Wednesday, October 19, 2011

Panel on Alan Cohen at the Gregg Museum


A distinguished panel of photographers will discuss the work of Alan Cohen at the Gregg Museum of Art and Design, on the NC State campus, on Thursday, October 27th, 2011, at 6:00 pm.

Cohen has over 150 images up in the Gregg, in a major career retrospective for this distinguished photographer who was born in North Carolina and studied at NC State University. The show is up through December 17th, 2011.

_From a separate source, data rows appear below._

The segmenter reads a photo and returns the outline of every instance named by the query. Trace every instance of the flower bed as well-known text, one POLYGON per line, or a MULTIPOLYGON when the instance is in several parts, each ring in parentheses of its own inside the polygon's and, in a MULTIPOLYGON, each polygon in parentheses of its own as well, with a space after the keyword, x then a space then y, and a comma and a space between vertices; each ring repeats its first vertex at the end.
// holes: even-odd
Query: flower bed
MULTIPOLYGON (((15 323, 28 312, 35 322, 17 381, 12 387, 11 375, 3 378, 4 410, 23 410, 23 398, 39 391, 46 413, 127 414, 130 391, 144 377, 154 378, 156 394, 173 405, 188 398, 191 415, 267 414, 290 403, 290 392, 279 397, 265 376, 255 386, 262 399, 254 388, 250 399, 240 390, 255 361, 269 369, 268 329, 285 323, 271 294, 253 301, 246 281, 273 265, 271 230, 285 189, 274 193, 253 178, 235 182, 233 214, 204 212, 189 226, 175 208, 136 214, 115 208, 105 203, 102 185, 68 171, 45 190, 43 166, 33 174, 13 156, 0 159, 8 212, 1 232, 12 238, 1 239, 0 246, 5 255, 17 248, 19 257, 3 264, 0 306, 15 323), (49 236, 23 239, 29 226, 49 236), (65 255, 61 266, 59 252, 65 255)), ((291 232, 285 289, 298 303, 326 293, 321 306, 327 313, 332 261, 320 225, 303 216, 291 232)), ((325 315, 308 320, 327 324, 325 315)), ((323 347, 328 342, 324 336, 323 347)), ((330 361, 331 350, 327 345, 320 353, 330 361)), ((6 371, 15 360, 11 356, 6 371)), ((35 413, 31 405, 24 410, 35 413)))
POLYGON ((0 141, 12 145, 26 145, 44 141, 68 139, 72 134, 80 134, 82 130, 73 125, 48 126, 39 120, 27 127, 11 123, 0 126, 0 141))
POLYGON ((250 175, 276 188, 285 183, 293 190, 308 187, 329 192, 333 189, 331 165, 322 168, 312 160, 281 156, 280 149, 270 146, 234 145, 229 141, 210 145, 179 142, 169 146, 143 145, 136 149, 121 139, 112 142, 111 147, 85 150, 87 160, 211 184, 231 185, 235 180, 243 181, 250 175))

The show is called Earth with Meaning, for Cohen in these images meditates on the contemporary world with all its scars, especially attending to places marked by history or the processes of natural events, pointing his camera downward to record the exact spots that permeate memory.

In abstracted close-ups, Cohen challenges viewers to consider the battlegrounds of World War I, the death camps of Germany, the silenced dissidents of Oaxaca, and the subtle yet significant changes reflected in the streets of Berlin before and after the Wall came down. Each of these stories is told with great simplicity and gravity through the powerful language of black and white photography.

The topic of the discussion on the 27th is Image and Meaning: Challenging History & Photography.

Panelists include a range of major figures in the world of photography.

Among them are

Brooks Jensen is co-founder, publisher and editor of the journal LensWork one of today’s most respected and important periodicals in fine art photography, and is author of the best-selling Letting Go of the Camera: Essays on Photography, and Creative Life and Single Exposures: Random Observations on Art, Photography and Creativity.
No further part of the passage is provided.